Rest, ice, and Celebrex. If you’ve got a sprain, a
strain, a tendonitis, a tendonosis, a fracture, or any other sports
injury, you’re likely going to leave the doc’s office
with the same prescription. Rest, ice, and Celebrex.

Unfortunately you’re unlikely to hear about the healing
benefits of curry powder, garlic, pineapple, cocoa, tea, and
blueberries. Nor will you be advised to increase vitamin A,
vitamin C, copper, or zinc intake.

You probably won’t walk away with a prescription for fish
oils. And you certainly won’t be given a stack of
glutamine, HMB, and arginine.

Maybe it’s because your doc thinks this is too much to
remember. Or maybe your doc isn’t up on the latest
nutritional research. Regardless of the reason, it’s a
shame as nutrition plays an important role in injury repair.
From boosting immune function, to improved collagen deposition, to
a more rapid return to function, the right nutritional intake can
make a big difference.

There’s more to treating injury that
ice!

Nutrition and Injury Repair

Although we may perceive injury as chaotic — with the
pain, swelling, and dysfunction — when we look at things biologically we see that injury does lead
to an organized, consistent pattern of repair. Researchers and
clinicians typically break this pattern down into 3 defined stages.

Stage 1 — Inflammation

This stage lasts up to 4-5 days post soft tissue injury (2-3
weeks in bone injury) and is in place to clear out injured tissue
debris.

Stage 2 — Proliferation

This stage comes after inflammation and lasts about 2-3 weeks
(10-12 weeks in bone injury) and is in place to form temporary
replacement tissues. These tissues are usually weaker than
the originally injured tissues yet still provide some structure and
function to the site of injury.

Stage 3 – Remodeling

This stage comes after proliferation and can last up to 1-2
years (even longer in bone injury) and is in place to form new
tissues nearly as strong as the original tissues.

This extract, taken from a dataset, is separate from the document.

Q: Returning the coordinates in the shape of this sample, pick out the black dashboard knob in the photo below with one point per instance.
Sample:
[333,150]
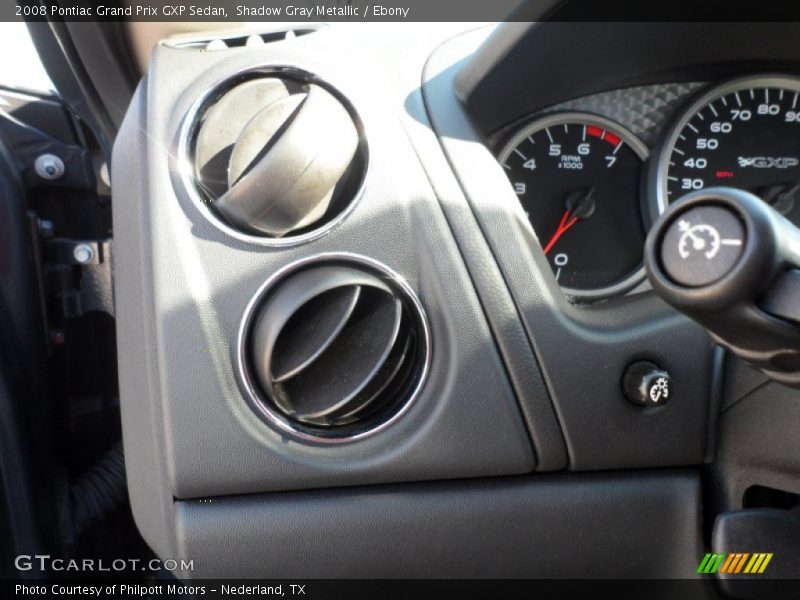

By understanding this process of injury and injury repair,
scientists can look at each step in the repair process, targeting
different nutritional angles in the support of injury
recovery. These targets typically fall into the following
three categories:

1. Nutritional strategies that promote, yet manage, acute
inflammation.

2. Nutritional strategies for supporting immune
function.

3. Nutritional strategies that support long term tissue healing
and regeneration.

As inflammation is the most acute and problematic phase, one
major goal of any injury repair protocol should be to support (but
manage) the inflammatory process. While most folks think
inflammation is a bad thing, it’s important to know that the
inflammatory process is critical and that any strategy designed to
eliminate inflammation or blood flow to the injured area should be
avoided. However, pro-inflammatory agents should also be avoided as
excessive inflammation could increase total tissue damage, slowing
down the repair process.

Further, a secondary goal of managing inflammation is to reduce
pain, as pain can cause biomechanical compensations/changes that
can lead to secondary injury as well as restrict movement necessary
for the development of strong, functionally adapted replacement
tissues. However, again, strategies that eliminate pain often
target inflammation. And in this case, the elimination of
inflammation (and pain) may also reduce healing.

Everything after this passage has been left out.